INDIO, CA – APRIL 15: Rapper Snoop Dogg performs onstage during day 3 of the 2012 Coachella Valley Music & Arts Festival at the Empire Polo Field on April 15, 2012 in Indio, California. (Photo by Christopher Polk/Getty Images for Coachella)

Although it’s clear that workwear is intended to be worn while working, there is no limit to what kind of work it can be used for. During the flourishing era of Hip-Hop in the ’90s and 2000s, rappers and members of the community could be spotted in a full Dickies sets. It became an adopted uniform for some of the most prominent rappers like Snoop Dogg, Ice Cube and countless others. They made it their own by styling it with blinged-out accessories and wearing it oversized. On the flip side, Dickies attire would be seen on corporate employees, fast food workers and the construction workers of the world. The versatility and the range was there — and best believe it still is.
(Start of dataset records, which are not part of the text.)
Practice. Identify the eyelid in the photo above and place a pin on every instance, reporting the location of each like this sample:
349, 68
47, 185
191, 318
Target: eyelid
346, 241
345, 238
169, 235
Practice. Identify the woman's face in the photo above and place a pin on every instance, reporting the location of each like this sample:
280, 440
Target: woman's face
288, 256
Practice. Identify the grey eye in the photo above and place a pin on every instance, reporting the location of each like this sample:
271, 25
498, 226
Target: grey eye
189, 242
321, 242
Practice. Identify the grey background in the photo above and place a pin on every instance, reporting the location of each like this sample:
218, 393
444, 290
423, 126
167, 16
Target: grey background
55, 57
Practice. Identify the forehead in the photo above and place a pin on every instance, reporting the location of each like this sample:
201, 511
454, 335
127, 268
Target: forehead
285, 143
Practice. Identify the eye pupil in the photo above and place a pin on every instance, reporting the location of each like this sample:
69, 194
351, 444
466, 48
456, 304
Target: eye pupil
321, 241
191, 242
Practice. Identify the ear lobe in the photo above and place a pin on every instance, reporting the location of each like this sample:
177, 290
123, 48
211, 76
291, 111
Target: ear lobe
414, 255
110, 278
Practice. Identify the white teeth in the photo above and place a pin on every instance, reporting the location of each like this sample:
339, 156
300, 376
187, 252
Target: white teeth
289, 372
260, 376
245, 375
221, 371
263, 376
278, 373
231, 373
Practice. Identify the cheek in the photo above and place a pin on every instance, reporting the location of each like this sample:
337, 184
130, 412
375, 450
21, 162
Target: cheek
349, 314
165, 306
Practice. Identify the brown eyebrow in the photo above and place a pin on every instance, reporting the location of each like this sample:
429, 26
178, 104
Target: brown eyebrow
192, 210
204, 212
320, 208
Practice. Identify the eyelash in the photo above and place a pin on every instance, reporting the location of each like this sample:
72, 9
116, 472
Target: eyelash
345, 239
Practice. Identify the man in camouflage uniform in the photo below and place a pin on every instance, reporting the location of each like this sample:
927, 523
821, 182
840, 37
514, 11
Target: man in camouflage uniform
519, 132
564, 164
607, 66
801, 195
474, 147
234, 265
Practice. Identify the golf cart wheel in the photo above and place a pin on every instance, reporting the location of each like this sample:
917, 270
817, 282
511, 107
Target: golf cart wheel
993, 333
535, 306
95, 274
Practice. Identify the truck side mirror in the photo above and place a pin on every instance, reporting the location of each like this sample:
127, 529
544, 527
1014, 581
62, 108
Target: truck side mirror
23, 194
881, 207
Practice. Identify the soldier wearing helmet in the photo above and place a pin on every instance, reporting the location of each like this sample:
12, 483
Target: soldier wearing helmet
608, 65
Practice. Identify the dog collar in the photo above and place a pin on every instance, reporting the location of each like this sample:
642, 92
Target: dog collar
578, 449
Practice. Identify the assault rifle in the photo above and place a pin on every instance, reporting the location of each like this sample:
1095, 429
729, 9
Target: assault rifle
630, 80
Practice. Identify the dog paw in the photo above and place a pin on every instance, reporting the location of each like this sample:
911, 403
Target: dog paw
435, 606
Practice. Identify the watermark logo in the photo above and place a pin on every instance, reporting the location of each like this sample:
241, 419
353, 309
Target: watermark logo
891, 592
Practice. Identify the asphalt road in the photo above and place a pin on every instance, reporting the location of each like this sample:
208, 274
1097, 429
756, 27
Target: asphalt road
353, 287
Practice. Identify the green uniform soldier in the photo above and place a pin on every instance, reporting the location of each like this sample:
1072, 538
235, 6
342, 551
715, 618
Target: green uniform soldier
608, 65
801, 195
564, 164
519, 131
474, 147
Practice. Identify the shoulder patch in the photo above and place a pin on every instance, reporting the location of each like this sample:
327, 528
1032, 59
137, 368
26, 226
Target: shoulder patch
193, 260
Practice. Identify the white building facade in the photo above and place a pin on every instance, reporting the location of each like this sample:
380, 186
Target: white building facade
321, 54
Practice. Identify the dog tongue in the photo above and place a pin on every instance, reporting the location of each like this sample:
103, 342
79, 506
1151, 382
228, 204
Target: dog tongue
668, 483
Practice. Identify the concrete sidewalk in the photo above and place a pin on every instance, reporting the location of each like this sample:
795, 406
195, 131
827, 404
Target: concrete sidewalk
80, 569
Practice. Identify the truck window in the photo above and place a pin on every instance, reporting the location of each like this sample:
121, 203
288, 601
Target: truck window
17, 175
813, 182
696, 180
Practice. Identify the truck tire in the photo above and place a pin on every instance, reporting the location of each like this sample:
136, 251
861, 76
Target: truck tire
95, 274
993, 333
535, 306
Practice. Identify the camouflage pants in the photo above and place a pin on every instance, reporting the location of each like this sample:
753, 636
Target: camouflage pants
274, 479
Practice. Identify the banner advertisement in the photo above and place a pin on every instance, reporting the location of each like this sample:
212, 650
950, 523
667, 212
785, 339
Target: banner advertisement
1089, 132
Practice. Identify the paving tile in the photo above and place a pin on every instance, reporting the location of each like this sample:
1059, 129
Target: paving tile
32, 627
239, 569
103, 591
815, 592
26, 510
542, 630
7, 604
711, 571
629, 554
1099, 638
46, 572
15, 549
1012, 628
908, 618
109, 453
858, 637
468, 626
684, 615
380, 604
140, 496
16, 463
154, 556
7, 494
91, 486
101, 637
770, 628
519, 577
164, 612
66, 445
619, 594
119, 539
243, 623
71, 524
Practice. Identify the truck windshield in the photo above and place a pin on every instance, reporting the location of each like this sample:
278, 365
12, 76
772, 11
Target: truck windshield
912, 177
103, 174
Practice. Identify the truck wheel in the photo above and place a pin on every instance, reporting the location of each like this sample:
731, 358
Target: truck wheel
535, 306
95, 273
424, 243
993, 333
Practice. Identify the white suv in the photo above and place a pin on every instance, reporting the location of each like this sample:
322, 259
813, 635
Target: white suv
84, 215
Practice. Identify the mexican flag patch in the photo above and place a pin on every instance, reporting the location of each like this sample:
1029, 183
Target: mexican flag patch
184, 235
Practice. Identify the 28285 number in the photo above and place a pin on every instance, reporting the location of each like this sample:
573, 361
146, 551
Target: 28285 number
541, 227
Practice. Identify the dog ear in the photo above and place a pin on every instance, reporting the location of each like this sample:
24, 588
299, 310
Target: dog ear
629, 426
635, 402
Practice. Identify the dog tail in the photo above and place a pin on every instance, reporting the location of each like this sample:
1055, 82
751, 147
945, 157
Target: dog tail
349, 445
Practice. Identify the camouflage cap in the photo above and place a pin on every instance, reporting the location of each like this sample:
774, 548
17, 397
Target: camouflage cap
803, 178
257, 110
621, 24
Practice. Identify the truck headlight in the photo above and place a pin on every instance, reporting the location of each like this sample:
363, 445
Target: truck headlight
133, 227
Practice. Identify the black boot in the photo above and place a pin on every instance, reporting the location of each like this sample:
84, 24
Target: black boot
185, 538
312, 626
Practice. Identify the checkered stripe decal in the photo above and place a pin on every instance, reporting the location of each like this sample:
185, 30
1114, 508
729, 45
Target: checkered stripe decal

The Dickies trousers also became a part of school uniforms nationwide. It’s second nature for students that wear uniforms to over accessorize and put their personal touch on the uniform — as someone who did it myself, I can personally attest. We made them as stylish as we could by accessorizing, wearing it with a great sneaker and trying different fits. Some of us wore them baggy, some preferred the tapered version, and during the warm months some of us opted for the shorts.

As mentioned before, rappers were one of the main groups of people seen sporting Dickies sets, but the beloved workwear also made its way onto the athletes of the world as well. They put their own flair on it by wearing Dickies pants with raw edges, wearing cropped lengths to show their socks and ultimately showcasing the true quality and durability of them. Hip-hop culture and skate culture in particular has had an immense impact on the way people dress today and on what the fashion industry at large considers “cool.” With Dickies being heavily present in both subcultures, it was destined for the brand to live on and on.

In today’s world, Dickies can be seen on rappers including Lil Baby and Cardi B. Modern workwear has become its own market in the industry with brands like Carhartt and Ben Davis also holding space in the scene. The brand recently developed Dickies Construct — a line catered toward providing fashion-like iterations of workwear. The brand has also embraced the collaborative culture and had some great partnerships with Opening Ceremony and Supreme. Aside from its website dickies.com, the brand can be found at contemporary retailers like Urban Outfitters and Somewhere DC, as well as luxury retailers such as SSENSE and Farfetch — shopping havens for some of the most fashionable people in the streets and on the gram.